Why James decided to invade England whilst King Henry VIII was in France besieging the French King is a subtle reflection. Ostensibly, the “auld alliance” between France and Scotland had demanded help for the besieged French King. No matter, in 1513 a superior Scottish army stood on the hillside of Flodden, just inside England, whilst the much smaller English Army of the North, under the Earl of Sussex, had hastened from Pontefract in Yorkshire, to do battle.
The Scots, though superior, used all the wrong tactics, got bogged down and were massacred. In a little over four hours 14,000 young Scots lay dead on the Floddenhillside.
On 9 and 10 September 2013 people gathered at Flodden again to remember, to be reconciled, to reflect on the futility of war, then – and, indeed now, with prayers about Syria and other places of conflict. I was present, with many members of the Northumbria Community, to keep that solemn remembrance and seek reconciliation. Wit my Scottish mother and English father, such moments are always poignant for me.

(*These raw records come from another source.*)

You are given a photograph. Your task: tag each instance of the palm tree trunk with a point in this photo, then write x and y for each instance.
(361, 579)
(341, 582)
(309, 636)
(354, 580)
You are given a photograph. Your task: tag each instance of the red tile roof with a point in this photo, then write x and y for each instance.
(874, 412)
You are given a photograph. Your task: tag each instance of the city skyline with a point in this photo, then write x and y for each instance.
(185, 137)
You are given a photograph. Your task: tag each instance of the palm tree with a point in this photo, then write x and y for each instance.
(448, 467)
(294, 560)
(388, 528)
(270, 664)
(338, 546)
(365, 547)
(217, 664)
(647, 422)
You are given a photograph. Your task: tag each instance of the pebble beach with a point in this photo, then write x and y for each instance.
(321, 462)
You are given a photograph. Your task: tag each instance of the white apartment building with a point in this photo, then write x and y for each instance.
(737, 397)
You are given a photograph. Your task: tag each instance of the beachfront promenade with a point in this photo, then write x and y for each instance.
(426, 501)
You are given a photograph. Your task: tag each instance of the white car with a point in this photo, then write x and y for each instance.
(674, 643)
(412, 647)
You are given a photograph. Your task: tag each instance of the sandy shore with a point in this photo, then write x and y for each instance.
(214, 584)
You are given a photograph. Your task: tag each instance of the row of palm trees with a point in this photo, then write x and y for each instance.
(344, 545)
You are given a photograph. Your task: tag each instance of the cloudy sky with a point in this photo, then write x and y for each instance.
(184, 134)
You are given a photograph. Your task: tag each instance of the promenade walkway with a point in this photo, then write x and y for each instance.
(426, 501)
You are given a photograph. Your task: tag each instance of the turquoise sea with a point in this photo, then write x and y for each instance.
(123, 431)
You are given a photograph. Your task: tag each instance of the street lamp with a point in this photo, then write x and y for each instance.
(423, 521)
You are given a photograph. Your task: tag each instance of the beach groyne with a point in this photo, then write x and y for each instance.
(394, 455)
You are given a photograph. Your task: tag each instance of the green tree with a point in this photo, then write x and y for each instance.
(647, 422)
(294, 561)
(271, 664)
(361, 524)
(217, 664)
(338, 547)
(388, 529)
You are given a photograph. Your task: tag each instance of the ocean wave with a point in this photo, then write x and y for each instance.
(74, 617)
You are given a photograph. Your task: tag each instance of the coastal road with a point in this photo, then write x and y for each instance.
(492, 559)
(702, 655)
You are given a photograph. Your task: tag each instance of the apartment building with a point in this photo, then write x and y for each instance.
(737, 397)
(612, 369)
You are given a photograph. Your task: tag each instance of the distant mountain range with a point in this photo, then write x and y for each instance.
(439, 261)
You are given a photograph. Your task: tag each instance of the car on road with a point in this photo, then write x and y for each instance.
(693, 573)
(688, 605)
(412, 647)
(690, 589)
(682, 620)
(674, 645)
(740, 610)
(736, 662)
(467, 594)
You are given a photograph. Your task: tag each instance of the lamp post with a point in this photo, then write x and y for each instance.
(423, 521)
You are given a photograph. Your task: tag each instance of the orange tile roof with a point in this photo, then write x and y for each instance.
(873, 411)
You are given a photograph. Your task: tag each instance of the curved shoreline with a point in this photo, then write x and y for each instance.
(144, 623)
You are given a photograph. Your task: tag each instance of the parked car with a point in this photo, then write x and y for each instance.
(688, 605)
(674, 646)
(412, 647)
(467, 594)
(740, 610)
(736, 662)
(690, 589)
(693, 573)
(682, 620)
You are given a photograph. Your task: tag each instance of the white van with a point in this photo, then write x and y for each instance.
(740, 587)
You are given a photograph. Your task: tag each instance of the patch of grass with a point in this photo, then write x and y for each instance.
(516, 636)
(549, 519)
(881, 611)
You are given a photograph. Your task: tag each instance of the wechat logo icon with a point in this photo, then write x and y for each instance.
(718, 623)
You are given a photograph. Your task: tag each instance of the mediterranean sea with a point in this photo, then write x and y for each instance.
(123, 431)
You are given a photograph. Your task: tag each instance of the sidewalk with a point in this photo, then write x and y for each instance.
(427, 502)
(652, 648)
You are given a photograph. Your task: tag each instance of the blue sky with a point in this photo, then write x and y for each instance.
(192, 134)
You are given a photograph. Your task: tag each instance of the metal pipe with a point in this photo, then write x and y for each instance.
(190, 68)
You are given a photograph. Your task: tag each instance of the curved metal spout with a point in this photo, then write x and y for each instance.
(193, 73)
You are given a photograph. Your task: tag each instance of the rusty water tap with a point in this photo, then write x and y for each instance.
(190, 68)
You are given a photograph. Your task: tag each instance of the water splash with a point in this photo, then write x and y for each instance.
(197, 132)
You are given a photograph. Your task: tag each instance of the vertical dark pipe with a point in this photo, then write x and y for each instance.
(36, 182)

A Roman Catholic Requiem Mass was held in an Anglican Church almost straddling the border, in which the Moderator of the Church of Scotland (Presbyterian) led the prayers and Baptist, Anglican, Presbyterian and Catholic clergy from both countries processed together. One lesson was read by the Duke of Norfolk, Earl Marshal and premier Duke of England, whose ancestor, the Earl of Sussex, had won the victory and been rewarded by a delighted Henry VIII with the Dukedom. Another by Angus Hay, leader of the clan Hay, whose clan had joined the battle and been slaughtered. At the end of the moving Mass a lone piper played the lament “Fleurs of the Forest”, composed a long time ago in memory of the tragedy.
In the afternoon on the Battlefield itself, I had a small part to play. Dressed as a monk I carried a facsimile of the famous illustrated Lindisfarne Gospels into the ceremony and read the beatitudes, pausing before reading the words “blessed are the peacemakers”.
It was moving to see the descendants of those from both sides who had led the armies into battle present on one platform. The Duke of Norfolk (English) sat next to the Earl of Home (Scottish). The Dean of Durham next to the Moderator of the Church of Scotland. (A poignant fact was that the blessed standard of St Cuthbert had been taken into battle from its usual resting place in Durham Cathedral to help ensure an English victory).
The Solemn Remembrance focused on the terrible death and destruction of the day five hundred years ago, but in the symbolic acts, in the address by Lady Steele, in the intercessions led by the Northumbria Community another note was sounded of the Gospel message of Peace and Reconciliation, not only recalling the past, but urgently needed in the present in our world of conflict and violence in which far too many people still die in unnecessary wars.